Are the targets being targeted?

However, somewhat contradictory to the belief everything is being pushed towards bringing staff up to level 2 standards, research by Professor Kim Hoque at Nottingham University Business School indicates routine unskilled workers actually get less training in the workplace. He specifically targets one of the training bastions, Investors in People, as doing little, if anything, to meet level 2 targets. “Routine unskilled workers get less training than other people but they get less training in Investor in People workplaces than they would in others,” he says.

When you consider over 30,000 workplaces in the UK are recognised as Investors in People and the high esteem in which it is held by government, it is not an insignificant claim.

“The most sensible explanation is you’ve got a requirement to link your training to the needs of the business, which makes perfect sense,” he continues. “The problem is, in a lot of UK companies it comes to be interpreted in a very narrow way - the way companies are financed, they are looking at short-term targets. It means, very often, the immediate needs of the business require it to train people high up but not necessarily people across the organisation. There are other studies showing that when Investors in People is introduced, it can actually reduce training spend rather than increase it for exactly that sort of reason.”

Of course, this is something Investors in People vehemently denies. “Any organisation that seeks accreditation with the Investors in People Standard is rigorously assessed against our indicators of good practice and this includes analysis of whether it delivers the access to training and development support to all employees and segments of the workforce. If they don’t meet the evidence requirements, employers are not accredited,” says a spokesperson.

“This applies equally to any type of worker, whoever their employer, whatever their role. We work with organisations to make sure they incorporate all their employees within a planned approach to training and development, benefiting both the organisation and the individual involved. And we also help employers improve in areas such as leadership and management, which are central to realising the ambitious vision for skills laid out by Lord Leitch.”

"Government is pouring all resources into people at the bottom of the qualification scale, which alleviates that problem. But then you have the problem of having poorly trained managers because you have poorly trained employees."

John McGurk, CIPD

Talk shop not jargon

What isn’t in dispute, however, is the fact that both the CIPD and the FSB believe if training is to improve in UK workplaces according to the plans set out in the Leitch review, the government needs to focus more on the way it is tempting companies to adopt its initiatives.
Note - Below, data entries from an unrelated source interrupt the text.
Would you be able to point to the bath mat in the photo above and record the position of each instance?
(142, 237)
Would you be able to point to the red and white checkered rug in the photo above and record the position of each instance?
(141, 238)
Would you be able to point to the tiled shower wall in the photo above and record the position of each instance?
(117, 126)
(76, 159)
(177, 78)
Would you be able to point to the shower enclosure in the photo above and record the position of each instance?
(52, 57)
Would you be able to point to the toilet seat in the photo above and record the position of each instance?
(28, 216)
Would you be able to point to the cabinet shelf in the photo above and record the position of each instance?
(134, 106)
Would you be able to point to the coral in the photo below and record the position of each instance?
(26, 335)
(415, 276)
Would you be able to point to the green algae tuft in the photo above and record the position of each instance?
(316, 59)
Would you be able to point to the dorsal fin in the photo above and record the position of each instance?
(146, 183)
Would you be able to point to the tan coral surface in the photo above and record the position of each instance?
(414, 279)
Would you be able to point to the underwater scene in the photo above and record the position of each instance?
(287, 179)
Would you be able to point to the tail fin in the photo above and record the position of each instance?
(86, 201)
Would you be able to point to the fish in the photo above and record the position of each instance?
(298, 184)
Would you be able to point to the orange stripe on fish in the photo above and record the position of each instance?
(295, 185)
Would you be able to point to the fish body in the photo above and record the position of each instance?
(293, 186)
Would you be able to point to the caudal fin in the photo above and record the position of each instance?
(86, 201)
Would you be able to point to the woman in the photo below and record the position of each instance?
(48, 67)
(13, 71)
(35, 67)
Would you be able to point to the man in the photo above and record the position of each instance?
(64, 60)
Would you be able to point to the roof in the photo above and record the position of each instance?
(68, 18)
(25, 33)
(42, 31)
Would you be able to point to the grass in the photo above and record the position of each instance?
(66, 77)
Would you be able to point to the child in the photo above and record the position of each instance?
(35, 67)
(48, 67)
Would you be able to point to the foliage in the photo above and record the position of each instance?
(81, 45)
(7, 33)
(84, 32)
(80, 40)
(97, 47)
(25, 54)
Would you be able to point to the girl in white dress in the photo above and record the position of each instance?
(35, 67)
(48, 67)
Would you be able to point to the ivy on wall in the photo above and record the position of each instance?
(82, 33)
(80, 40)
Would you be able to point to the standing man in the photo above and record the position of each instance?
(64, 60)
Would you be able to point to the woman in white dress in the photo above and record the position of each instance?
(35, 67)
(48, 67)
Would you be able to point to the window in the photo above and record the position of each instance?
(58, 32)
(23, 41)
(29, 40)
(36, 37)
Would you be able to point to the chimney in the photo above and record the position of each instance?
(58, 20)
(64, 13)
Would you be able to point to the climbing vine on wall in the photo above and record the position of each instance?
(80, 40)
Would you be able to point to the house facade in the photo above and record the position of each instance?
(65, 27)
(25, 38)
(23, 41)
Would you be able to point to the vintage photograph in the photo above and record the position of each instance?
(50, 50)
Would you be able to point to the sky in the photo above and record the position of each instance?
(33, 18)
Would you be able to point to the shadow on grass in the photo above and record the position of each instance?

In July, TrainingZone reported that a whopping £28 million was being poured into the government’s media-led skills advertising campaign. However, Jaffa believes while small businesses are taking up the Train to Gain initiative, the message is yet to filter down far enough to have a real impact. “It is a very good system and the way to go if it is operating well,” he says. “But it needs to be better advertised to small businesses through networking. They tend to hear about government schemes through word of mouth.”

Both Jaffa and McGurk also think the complexity and jargon surrounding the Leitch review and its aftermath schemes also needs to be simplified. “We’re expecting to sell qualifications to adults and young people and we’re using terminology such as level 2. It isn’t a great selling proposition to anybody and isn’t going to galvanise them to want to go and train,” says McGurk.

“Employers are put off by unwieldy, bureaucratic infrastructure. They need to stop and shop and know exactly what there is on the skills agenda.”